12. Which of the motifs in the F508del mutant protein is affected by the mutation and how?

  1. The first ATP binding motif ABC_TRANSPORTER_2 (at the N terminal end, beginning of the protein). Its score is higher in the mutant protein than in the normal protein.
  2. The second ATP binding motif ABC_TRANSPORTER_2 (at the C terminal end, end of the protein). Its score is higher in the mutant protein than in the normal protein.
  3. The first ATP binding motif ABC_TRANSPORTER_2 (at the N terminal end, beginning of the protein). Its score is lower in the mutant protein than in the normal protein.
  4. The second ATP binding motif ABC_TRANSPORTER_2 (at the C terminal end, end of the protein). Its score is lower in the mutant protein than in the normal protein.

The answer is: C. The first ATP binding motif is the one affected by the F508del mutation. The motif consists of amino acids in positions 423-646, including the one in position 508. Since the mutation affects the amino acid phenylalanine (F) in position 508, this motif is expected to be affected.

13. What does the change in the score for the motif in the mutant protein (compared with the score for the motif in the normal protein) mean?

  1. Decreased score means that the sequence in the mutant protein is less similar to the motif sequence as appears in the database.
  2. Decreased score means that the sequence in the mutant protein is more similar to the motif sequence as appears in the database.
  3. Increased score means that the sequence in the mutant protein is less similar to the motif sequence as appears in the database.
  4. Increased score means that the sequence in the mutant protein is more similar to the motif sequence as appears in the database.

The answer is: A. The higher the score is, the higher is the sequence similarity between the sequence in the query protein and the sequence of the motif as is deposited in the database. The mutation F508del leads to a decrease in the score calculated for the first ATP binding motif, thus we can assume that due to the mutation the sequence of the motif in the mutant protein is less similar to the sequence of the motif in the database.

 

Teachers: Answers A and D are both basically correct but in our case the mutation leads to a decreased similarity score, and not increased, and thus answer A is the best choice.

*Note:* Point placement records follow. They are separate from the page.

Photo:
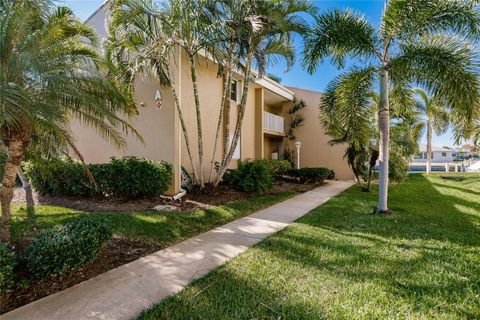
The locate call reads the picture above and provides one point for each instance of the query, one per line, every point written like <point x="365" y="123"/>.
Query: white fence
<point x="272" y="122"/>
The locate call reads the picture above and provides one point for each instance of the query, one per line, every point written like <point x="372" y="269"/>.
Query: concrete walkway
<point x="124" y="292"/>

A basic assumption in bioinformatics is that homology between amino acid sequences may reflect three-dimensional structural and functional similarities between proteins. Sequences that are essential for the structure or function of proteins are usually evolutionary conserved and accumulated fewer mutations throughout evolution. In fact, in order to determine a sequence for a particular motif, Prosite compares conserved segments of protein sequences which structure or function is already established. When scanning a query sequence through the motif database, higher scores are given if higher sequence similarities are obtained.
Even though the decrease in score is not so significant, given that only one amino acid out of over 220 amino acids in the motif is missing, it is often enough to impair the protein function. In this case, it was found that due to the missing amino acid, phenylalanine in position 508, the protein does not fold properly, which leads to its degradation. As a result, there is almost no active protein available at the cell membrane.
We can now map the effect of the F508del mutation on the protein motifs in CFTR (Figure 5).

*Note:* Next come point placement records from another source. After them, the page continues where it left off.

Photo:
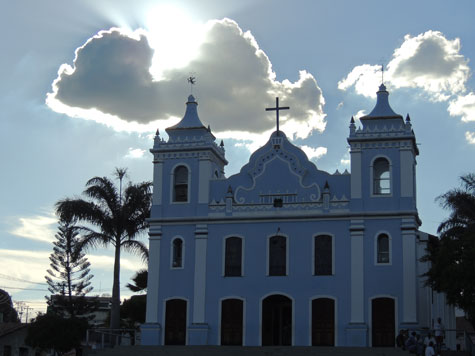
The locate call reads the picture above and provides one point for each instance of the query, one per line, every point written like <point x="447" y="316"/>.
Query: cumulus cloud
<point x="463" y="106"/>
<point x="470" y="137"/>
<point x="428" y="61"/>
<point x="110" y="81"/>
<point x="135" y="153"/>
<point x="314" y="153"/>
<point x="40" y="228"/>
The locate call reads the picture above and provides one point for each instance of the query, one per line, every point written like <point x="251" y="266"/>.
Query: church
<point x="283" y="253"/>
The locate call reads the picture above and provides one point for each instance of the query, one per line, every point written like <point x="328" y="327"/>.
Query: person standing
<point x="430" y="349"/>
<point x="439" y="333"/>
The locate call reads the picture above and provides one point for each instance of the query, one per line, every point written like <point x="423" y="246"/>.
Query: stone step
<point x="246" y="351"/>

Figure 5: The position of the missing amino acid in the F508del mutant CFTR protein.

Figure 5: The position of the missing amino acid in the F508del mutant CFTR protein.

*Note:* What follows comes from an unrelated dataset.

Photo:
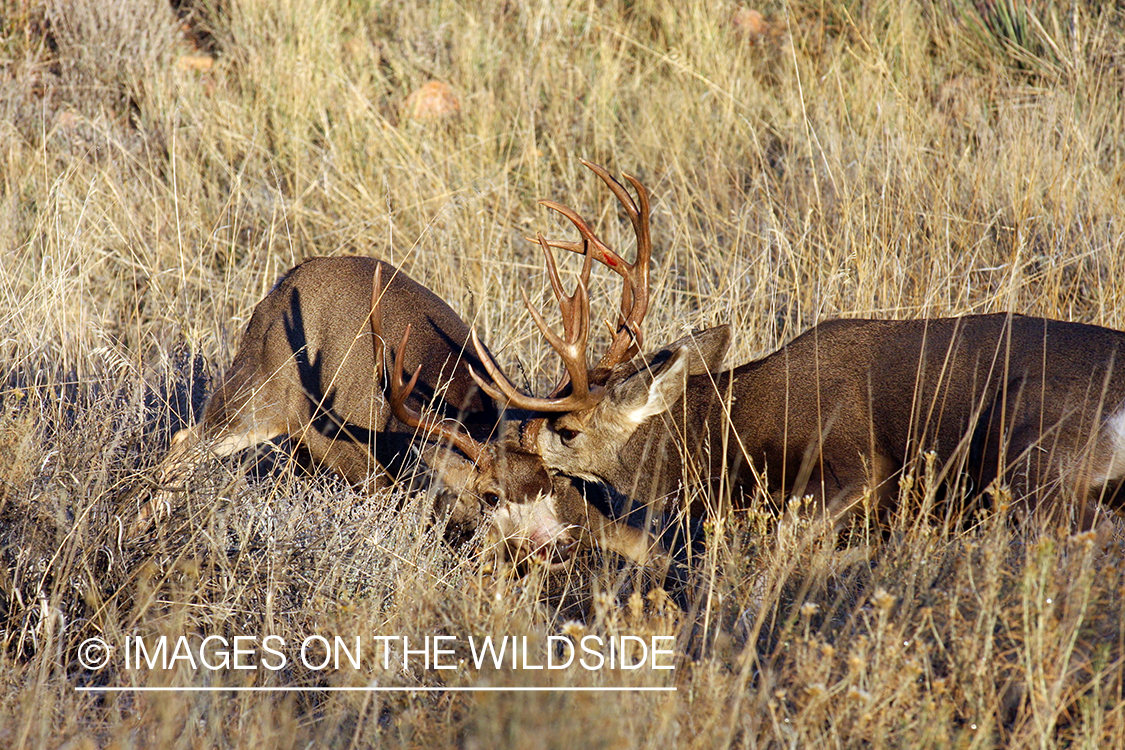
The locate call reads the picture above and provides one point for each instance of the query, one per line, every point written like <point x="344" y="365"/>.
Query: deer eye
<point x="567" y="434"/>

Prosite – based analysis revealed that the amino acid phenylalanine in position 508 is part of the ATP binding motif (ABC_TRANSPORTER_2) at the N terminal end of the protein (the beginning of the sequence). Due to a mutation that causes an amino acid deficiency in this position, compared to the motif in the normal protein, the motif sequence in the mutant protein is less similar to the sequence that appears in the database, reflected by a lower similarity score. The change in sequence leads to an abnormal folding of the protein and its degradation. Because of very low production of the normal protein that is active in the cell membrane, the patients suffer from severe symptoms of the disease.